I've given the code example upwards of an hour to execute, yet nothing comes of it. I attempted to restrict the data being requested as per the documentation, along with setting a 5 minute time out:
BlobServiceClient blobServiceClient = new BlobServiceClientBuilder().connectionString(AzureBlobConnectionString).buildClient();
String containerName = "container1";
BlobContainerClient containerClient = blobServiceClient.getBlobContainerClient(containerName);
System.out.println("\nListing blobs...");
ListBlobsOptions options = new ListBlobsOptions()
.setMaxResultsPerPage(10)
.setDetails(new BlobListDetails()
.setRetrieveDeletedBlobs(false)
.setRetrieveSnapshots(true));
Duration duration = Duration.ofMinutes(5);
containerClient.listBlobs(options, duration).forEach(blob ->
System.out.printf("Name: %s, Directory? %b, Deleted? %b, Snapshot ID: %s%n",
blob.getName(),
blob.isPrefix(),
blob.isDeleted(),
blob.getSnapshot()));
Run Code Online (Sandbox Code Playgroud)
However this resulted in it timing out with the exception:
Exception in thread "main" reactor.core.Exceptions$ReactiveException: java.util.concurrent.TimeoutException: Did not observe any item or terminal signal within 300000ms in 'flatMap' (and no fallback has been configured)
at reactor.core.Exceptions.propagate(Exceptions.java:366)
at reactor.core.publisher.BlockingIterable$SubscriberIterator.hasNext(BlockingIterable.java:168)
at java.lang.Iterable.forEach(Iterable.java:74)
at AzureManagement.AzureControl.listAllBlobs(AzureControl.java:42)
at Main.main(Main.java:8)
Run Code Online (Sandbox Code Playgroud)
I understand there used to be a method called "listBlobsSegmented", however this does not appear to be in V12 of the Azure SDK for Java.
If anybody has any ideas as to how to get a list of the blobs in the container in an effective and efficient manner I would very much appreciate it!
Thanks.
我遇到了与任何操作永远挂起完全相同的问题。
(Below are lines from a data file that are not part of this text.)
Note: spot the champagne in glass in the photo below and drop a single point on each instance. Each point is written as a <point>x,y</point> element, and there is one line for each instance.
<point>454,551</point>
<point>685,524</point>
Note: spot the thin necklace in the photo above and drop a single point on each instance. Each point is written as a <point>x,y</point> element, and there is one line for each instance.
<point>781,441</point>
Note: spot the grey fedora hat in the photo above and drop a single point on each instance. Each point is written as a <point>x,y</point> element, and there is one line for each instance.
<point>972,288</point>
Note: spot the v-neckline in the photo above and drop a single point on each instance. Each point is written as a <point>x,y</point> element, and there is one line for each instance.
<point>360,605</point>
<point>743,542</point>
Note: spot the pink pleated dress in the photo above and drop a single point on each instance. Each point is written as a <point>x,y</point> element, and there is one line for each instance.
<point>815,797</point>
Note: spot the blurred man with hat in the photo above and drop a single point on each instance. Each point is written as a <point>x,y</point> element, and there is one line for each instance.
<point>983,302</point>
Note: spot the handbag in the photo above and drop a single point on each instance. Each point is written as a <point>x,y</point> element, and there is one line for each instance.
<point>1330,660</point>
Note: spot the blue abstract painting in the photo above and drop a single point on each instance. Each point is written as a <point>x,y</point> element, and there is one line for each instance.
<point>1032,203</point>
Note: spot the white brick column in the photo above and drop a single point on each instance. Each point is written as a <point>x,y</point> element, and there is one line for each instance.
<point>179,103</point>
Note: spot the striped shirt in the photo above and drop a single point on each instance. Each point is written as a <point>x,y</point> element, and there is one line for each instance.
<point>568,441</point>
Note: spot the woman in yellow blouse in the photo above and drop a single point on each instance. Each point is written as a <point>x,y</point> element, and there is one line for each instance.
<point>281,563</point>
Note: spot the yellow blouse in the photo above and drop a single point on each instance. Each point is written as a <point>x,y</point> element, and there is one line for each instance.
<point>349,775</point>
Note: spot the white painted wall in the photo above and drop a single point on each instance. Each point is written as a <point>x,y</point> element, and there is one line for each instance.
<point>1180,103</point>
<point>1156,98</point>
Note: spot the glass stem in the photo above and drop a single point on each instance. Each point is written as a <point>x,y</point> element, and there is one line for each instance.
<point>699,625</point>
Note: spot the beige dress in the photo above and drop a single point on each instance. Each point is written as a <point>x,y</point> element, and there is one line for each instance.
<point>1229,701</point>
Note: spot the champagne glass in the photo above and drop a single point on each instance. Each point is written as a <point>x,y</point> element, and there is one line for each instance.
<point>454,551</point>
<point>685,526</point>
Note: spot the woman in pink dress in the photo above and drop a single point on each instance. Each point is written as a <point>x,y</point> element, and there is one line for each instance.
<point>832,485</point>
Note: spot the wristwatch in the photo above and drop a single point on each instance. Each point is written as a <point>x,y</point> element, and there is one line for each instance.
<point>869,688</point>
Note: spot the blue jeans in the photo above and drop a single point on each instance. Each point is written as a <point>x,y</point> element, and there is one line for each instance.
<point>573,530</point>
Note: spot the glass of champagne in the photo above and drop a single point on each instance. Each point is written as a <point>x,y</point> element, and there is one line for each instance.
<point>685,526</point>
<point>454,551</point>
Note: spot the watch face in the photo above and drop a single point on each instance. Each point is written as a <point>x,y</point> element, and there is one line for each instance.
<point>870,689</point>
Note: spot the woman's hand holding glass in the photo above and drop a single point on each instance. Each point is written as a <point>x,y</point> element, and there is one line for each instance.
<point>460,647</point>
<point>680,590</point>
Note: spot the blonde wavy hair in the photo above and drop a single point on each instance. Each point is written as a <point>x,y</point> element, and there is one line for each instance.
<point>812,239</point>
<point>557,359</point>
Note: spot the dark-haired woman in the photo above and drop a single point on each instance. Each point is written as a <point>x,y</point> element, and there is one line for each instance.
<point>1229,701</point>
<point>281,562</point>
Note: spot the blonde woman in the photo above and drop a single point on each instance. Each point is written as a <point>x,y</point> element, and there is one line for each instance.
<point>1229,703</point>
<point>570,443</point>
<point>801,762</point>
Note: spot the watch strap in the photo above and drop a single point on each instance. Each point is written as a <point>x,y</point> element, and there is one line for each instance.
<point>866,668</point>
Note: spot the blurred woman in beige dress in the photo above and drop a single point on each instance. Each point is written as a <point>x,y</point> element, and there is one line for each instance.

实际上,列出 blob 的方式没有问题。
原来是依赖冲突问题,请确保你的依赖与Azure SDK不存在冲突。这看起来很奇怪,但当我们将 Azure SDK 版本从 12 降级到旧版本时,我们发现了这一点,而不是挂起它并抛出类似的异常method not found in class ...
就我而言,冲突来自于hadoop-hdfs旧版本的netty. 虽然 Azure SDK 想要更新版本的netty.
当我删除 HDFS 依赖项时:
group: 'org.apache.hadoop', name: 'hadoop-hdfs', version: '3.2.0'
我可以列出文件和 blob,而不会出现挂起问题。